I am also trying to use LARVA on these files; I have managed to install the
tool and I am currently testing it using the example-variants-1.txt file
from the regression suite as the variant file, but the program returns
“Segmentation Fault: 11” with no other error message.

Therefore, I would like to know if you have encountered these errors before
and if so, please let me know about any steps that I can try to correct

I’m glad to hear that you’ve decided to use LARVA for your analyses. I did some investigating with the LARVA codebase to try to figure out what might be causing the segmentation fault. One thing I found was that one of the helper scripts (bigWigAverageOverBed) is provided in its Linux (64-bit) version, so if you run LARVA on a different type of system (e.g. a Mac), the script won’t work. There are versions for other operating systems here (at the end of the page), but for simplicity we only provided the 64-bit Linux version. If that doesn’t fix the issue, could you please tell me everything you can about the environment in which you’re running LARVA (CPU, RAM, operating system, etc.) and the command line parameters you used.

Also, for help on Funseq2, I refer you to my colleague, Shake Lou (cc’ed).

One more thing I just thought of: how are all your input files formatted?

As to the issue about Funseq2, here is some suggestions:

1. The Funseq webserver version is obsolete, and we recommend you to use github version.
2. The latest 2.1.6 version has fixed a bug that might lead to some variant missed from the output.
3. Please use bed format as the output format. I will update vcf format output later.
4. You can also try, which we have pre-calculated each position’s score for the hg19 genome. If you have a large number of variants to query, we have another good news. We are also testing a rich format whole genome Funseq output file and can let you retrieve the Funseq annotation simply from the command line. If you are interested in this file, we can give you the pre-release testing once it passed our internal QC very soon.

Correlation ACT error


I am trying to run the correlation java script and i get the following when I run the example:

java -jar EncodeTfCor2.jar human_genome_file.txt bedlist 1000000 0
Parsing genome chromosomes and tf bindings …
parsing human_genome_file.txt…
parsing lists in bedlist
Building data matrix …
Exception in thread "main" java.lang.ArrayIndexOutOfBoundsException: 0
at encodetfcor2.TfSitesDataMatrixBuilder.<init>(
at encodetfcor2.Main.main(

Any idea whats going on? I have zero familiarity with Java so I am completely lost as to what is going on.

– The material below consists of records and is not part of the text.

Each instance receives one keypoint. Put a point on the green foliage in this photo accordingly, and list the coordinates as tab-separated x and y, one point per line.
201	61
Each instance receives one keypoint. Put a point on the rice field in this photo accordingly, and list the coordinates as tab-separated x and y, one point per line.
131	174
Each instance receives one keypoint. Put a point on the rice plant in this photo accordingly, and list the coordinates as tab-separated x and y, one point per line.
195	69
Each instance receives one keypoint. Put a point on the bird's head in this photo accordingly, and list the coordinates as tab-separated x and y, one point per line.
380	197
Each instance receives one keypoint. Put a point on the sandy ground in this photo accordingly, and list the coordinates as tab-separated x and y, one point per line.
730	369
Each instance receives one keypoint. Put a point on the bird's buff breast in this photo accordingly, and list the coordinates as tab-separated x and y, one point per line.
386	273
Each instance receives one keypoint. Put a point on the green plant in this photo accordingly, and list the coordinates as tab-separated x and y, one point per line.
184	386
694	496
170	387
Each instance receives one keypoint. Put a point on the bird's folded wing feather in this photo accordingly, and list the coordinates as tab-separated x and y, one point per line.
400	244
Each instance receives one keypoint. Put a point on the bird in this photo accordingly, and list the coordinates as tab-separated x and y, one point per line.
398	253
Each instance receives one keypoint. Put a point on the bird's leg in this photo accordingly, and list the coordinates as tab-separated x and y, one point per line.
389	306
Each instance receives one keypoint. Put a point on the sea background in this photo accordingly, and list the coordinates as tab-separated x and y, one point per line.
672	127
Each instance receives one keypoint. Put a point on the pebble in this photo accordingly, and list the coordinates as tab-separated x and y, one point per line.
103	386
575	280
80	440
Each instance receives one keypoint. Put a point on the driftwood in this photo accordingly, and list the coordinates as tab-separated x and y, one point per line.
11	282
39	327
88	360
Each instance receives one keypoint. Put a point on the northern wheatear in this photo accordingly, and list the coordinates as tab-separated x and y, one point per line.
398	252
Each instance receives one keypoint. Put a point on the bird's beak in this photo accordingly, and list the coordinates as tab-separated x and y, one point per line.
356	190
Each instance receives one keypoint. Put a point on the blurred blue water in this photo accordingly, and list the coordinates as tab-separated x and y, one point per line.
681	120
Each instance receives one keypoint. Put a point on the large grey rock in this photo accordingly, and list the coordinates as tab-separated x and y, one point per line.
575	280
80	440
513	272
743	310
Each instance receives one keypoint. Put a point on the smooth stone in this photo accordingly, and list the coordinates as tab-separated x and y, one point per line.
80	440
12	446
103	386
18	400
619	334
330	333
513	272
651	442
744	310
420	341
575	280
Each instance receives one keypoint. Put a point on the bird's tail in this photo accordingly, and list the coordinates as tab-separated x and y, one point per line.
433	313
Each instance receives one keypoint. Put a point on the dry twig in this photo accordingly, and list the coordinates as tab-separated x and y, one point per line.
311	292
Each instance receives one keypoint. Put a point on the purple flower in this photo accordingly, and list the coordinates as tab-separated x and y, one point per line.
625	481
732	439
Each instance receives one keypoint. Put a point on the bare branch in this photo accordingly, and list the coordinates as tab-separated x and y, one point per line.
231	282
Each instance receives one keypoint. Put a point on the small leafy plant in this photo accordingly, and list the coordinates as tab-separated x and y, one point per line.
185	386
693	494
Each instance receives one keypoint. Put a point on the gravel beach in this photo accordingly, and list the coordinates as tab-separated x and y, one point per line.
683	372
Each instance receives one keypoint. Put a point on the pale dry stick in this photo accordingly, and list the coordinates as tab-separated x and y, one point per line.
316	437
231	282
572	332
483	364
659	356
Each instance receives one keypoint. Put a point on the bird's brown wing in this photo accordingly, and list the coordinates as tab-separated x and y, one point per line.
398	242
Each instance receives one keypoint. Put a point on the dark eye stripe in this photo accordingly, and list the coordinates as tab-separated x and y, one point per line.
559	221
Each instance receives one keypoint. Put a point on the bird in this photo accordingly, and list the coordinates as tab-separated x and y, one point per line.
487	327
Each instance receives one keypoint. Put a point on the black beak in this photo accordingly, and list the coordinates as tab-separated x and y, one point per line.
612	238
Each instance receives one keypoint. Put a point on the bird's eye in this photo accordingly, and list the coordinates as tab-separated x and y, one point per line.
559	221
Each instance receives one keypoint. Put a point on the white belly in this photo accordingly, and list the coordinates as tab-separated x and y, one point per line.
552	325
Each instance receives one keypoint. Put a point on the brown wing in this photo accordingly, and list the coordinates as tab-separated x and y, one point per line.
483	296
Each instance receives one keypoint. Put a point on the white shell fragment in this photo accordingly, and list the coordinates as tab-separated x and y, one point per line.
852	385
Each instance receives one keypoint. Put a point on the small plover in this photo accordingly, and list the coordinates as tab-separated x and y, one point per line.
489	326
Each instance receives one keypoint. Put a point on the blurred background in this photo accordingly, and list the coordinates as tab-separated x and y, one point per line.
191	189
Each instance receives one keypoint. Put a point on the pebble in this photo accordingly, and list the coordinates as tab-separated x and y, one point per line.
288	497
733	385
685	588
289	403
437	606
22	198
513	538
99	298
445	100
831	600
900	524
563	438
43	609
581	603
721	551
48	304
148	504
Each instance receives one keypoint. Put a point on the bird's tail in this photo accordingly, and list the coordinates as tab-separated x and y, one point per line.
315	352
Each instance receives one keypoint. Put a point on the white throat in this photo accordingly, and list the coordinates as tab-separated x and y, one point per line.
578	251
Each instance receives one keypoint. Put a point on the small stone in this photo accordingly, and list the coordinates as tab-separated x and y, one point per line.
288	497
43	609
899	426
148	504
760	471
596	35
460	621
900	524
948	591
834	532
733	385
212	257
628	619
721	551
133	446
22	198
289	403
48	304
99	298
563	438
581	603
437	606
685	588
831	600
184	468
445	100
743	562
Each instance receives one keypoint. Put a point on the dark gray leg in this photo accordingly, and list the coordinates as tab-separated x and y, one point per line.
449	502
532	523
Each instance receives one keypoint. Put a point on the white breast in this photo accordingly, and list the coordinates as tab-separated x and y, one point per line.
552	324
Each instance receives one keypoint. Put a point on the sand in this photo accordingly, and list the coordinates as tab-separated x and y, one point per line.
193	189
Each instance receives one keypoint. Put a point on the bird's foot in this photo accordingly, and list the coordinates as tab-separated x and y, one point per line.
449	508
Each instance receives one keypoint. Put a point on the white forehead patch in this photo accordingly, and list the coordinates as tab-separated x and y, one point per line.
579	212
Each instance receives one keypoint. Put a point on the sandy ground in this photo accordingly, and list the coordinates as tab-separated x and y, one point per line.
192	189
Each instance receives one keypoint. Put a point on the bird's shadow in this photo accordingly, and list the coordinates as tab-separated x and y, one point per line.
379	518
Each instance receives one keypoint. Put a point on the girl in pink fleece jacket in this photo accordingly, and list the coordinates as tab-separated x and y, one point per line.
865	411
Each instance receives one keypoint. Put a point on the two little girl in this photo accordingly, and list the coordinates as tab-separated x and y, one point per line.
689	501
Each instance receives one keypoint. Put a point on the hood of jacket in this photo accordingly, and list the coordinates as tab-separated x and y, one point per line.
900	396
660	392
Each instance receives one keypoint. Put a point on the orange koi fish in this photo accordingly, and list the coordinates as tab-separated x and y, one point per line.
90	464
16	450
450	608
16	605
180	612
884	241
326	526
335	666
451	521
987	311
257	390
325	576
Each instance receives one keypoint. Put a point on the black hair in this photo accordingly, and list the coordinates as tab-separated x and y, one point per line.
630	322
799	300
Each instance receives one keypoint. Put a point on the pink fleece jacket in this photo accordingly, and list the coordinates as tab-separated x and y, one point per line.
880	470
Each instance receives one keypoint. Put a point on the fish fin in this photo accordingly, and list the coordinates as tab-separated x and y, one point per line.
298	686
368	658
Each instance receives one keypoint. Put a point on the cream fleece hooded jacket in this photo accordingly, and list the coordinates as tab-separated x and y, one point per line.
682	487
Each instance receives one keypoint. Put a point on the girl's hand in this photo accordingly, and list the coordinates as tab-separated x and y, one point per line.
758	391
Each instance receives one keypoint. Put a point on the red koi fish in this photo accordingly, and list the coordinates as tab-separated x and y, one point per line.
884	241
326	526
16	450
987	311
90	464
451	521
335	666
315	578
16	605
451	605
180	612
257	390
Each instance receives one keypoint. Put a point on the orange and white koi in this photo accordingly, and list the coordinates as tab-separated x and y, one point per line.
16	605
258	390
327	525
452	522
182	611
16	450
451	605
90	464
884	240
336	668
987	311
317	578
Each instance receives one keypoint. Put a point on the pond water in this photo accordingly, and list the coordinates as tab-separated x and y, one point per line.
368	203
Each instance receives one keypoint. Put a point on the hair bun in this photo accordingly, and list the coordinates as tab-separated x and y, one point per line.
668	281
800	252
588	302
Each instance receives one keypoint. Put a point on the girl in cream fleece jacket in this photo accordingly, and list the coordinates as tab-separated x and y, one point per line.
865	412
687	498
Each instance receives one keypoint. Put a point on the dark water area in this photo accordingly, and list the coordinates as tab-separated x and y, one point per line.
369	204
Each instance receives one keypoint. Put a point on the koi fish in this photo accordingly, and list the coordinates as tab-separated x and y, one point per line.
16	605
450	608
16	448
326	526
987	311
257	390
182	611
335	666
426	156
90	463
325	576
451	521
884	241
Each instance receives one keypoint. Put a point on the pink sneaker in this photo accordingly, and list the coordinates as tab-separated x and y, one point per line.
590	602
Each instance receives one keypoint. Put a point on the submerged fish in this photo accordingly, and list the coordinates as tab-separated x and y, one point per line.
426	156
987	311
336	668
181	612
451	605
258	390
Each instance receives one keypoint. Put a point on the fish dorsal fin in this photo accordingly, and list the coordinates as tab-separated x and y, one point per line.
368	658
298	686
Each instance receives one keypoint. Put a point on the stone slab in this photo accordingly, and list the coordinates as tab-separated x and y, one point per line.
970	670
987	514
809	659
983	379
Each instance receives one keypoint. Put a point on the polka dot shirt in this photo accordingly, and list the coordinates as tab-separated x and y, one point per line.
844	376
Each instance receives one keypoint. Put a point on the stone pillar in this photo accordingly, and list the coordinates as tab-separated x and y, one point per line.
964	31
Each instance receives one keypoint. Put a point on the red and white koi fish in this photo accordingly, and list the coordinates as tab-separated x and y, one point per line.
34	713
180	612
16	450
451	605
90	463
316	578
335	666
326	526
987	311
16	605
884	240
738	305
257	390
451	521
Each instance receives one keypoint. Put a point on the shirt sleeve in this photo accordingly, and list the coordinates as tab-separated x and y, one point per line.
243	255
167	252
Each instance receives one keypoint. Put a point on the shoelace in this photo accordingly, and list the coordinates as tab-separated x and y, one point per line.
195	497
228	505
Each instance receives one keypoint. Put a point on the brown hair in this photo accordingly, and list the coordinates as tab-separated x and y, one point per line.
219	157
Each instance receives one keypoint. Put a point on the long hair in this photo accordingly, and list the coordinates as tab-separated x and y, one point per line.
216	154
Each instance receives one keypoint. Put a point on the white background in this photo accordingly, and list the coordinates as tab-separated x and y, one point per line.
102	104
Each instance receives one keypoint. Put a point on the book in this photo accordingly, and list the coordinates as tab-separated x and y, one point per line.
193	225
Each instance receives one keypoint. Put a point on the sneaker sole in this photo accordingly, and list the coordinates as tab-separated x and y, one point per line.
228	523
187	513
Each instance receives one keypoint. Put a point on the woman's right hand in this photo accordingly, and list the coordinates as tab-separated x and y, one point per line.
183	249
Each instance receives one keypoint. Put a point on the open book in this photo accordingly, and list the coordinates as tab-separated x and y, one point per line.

Well I got rid of it and installed a new version and this time I ran the snp data as the example and it worked. I have no idea what happened. One quick question though, I ran the example with the snp from the four individuals and I got the following matrix:

1.000000 0.984057 0.983579 0.941439
0.984057 1.000000 0.985570 0.956917
0.983579 0.985570 1.000000 0.952203
0.941439 0.956917 0.952203 1.000000

The track_names.txt says the following:


so is the actual matrix then:

names chinese korean venter watson
chinese 1.000000 0.984057 0.983579 0.941439
korean 0.984057 1.000000 0.985570 0.956917
venter 0.983579 0.985570 1.000000 0.952203
watson 0.941439 0.956917 0.952203 1.000000

The readme file isnt very clear on that. Thanks.

Yes, the matrix is labelled correctly.